The market desk starts the week with too many instruments playing at once. The digest says Q2 results from JPMorgan Chase, Bank of America, Goldman Sachs, Wells Fargo, and Citigroup begin Tuesday, July 14. Bank earnings are never just bank earnings. They carry loan demand, credit quality, trading revenue, investment banking activity, consumer stress, deposit costs, and management commentary about the real economy.
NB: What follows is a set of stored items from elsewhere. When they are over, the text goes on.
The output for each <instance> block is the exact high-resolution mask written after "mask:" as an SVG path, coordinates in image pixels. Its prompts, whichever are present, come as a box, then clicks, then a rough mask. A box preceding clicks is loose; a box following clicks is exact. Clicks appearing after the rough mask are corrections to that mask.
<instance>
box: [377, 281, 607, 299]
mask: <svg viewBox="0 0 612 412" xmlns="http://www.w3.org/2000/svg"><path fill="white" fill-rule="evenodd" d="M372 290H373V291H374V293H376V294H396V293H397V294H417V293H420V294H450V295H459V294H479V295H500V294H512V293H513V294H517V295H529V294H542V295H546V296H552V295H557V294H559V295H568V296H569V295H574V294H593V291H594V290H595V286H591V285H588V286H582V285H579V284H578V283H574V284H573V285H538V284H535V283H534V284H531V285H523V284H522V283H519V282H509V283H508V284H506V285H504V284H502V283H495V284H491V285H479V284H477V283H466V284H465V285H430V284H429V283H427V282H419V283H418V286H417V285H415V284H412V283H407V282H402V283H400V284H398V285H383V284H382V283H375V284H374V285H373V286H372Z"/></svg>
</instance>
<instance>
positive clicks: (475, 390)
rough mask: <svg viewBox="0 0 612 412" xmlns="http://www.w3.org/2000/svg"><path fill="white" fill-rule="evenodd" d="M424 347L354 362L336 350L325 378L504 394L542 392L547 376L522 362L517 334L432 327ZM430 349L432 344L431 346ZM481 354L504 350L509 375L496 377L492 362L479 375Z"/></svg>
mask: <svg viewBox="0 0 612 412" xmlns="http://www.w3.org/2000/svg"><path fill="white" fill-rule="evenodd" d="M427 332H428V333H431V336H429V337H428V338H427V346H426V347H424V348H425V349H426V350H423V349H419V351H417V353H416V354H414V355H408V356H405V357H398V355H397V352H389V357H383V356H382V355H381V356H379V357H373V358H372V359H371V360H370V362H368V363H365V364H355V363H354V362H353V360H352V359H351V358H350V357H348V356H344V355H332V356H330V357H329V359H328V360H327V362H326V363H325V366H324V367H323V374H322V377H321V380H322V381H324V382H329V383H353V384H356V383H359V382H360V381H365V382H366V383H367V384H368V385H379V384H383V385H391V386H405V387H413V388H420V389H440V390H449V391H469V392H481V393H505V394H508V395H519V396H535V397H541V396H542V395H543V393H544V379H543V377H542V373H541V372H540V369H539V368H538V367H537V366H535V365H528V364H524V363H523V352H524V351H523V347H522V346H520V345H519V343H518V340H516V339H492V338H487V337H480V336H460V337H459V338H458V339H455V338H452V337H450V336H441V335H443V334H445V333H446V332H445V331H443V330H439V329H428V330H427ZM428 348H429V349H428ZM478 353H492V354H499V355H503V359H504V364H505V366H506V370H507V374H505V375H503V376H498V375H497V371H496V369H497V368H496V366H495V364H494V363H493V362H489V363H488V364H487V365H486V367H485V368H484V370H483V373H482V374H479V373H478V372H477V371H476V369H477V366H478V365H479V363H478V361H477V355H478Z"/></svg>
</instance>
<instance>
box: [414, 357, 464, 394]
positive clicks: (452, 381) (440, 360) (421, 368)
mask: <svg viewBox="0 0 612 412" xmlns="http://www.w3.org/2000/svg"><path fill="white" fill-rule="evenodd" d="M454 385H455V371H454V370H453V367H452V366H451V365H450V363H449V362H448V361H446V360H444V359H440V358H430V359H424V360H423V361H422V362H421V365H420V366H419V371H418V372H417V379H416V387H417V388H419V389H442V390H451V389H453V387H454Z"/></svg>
The macro board arrives at the same hour. June CPI is due Tuesday alongside congressional testimony from Fed Chairman Kevin Warsh, with June PPI and the Fed Beige Book following Wednesday. That makes the week unusually dense. Inflation data can move rate expectations; testimony can shape how investors interpret the data; bank executives can confirm or challenge the story from their own ledgers. One strong or weak number will not settle the cycle, but the combination can reset the tape quickly.
Hormuz sits underneath the whole board. The digest cites Schwab’s morning note describing markets as on edge as the strait crisis collides with heavyweight data. Energy-price shocks are not tidy inputs. They can lift headline inflation, squeeze consumers, alter transport costs, complicate central-bank messaging, and test risk appetite. Even when equity investors want to focus on earnings growth, a shipping chokepoint can force itself into the model.
The flow story remains constructive for indexed exposure. The digest reports European ETF year-to-date net inflows of $265.65 billion as of July 13 and total assets above $3.74 trillion, while H1 inflows of EUR 219 billion beat the prior first-half record. The reported drivers are familiar: rotation back into global and US technology exposure, with AI-linked themes including semiconductors. Passive and thematic flows can make participation easy, but they can also concentrate portfolios around the same winners.
Venture funding shows the same gravity. The digest says global venture funding reached $425 billion in 2025, with $211 billion going to AI alone, and nearly 88% of AI startup funding in 2026 going to US-based companies. Mega-rounds from OpenAI, xAI, and Anthropic shape sentiment because they imply that the biggest private companies are still absorbing capital at infrastructure scale.
The investor’s practical question is not whether AI matters. It is what price already assumes AI will matter. A week of bank earnings, CPI, Fed testimony, energy risk, ETF flows, and venture concentration is a good time to separate durable earnings power from crowded narrative.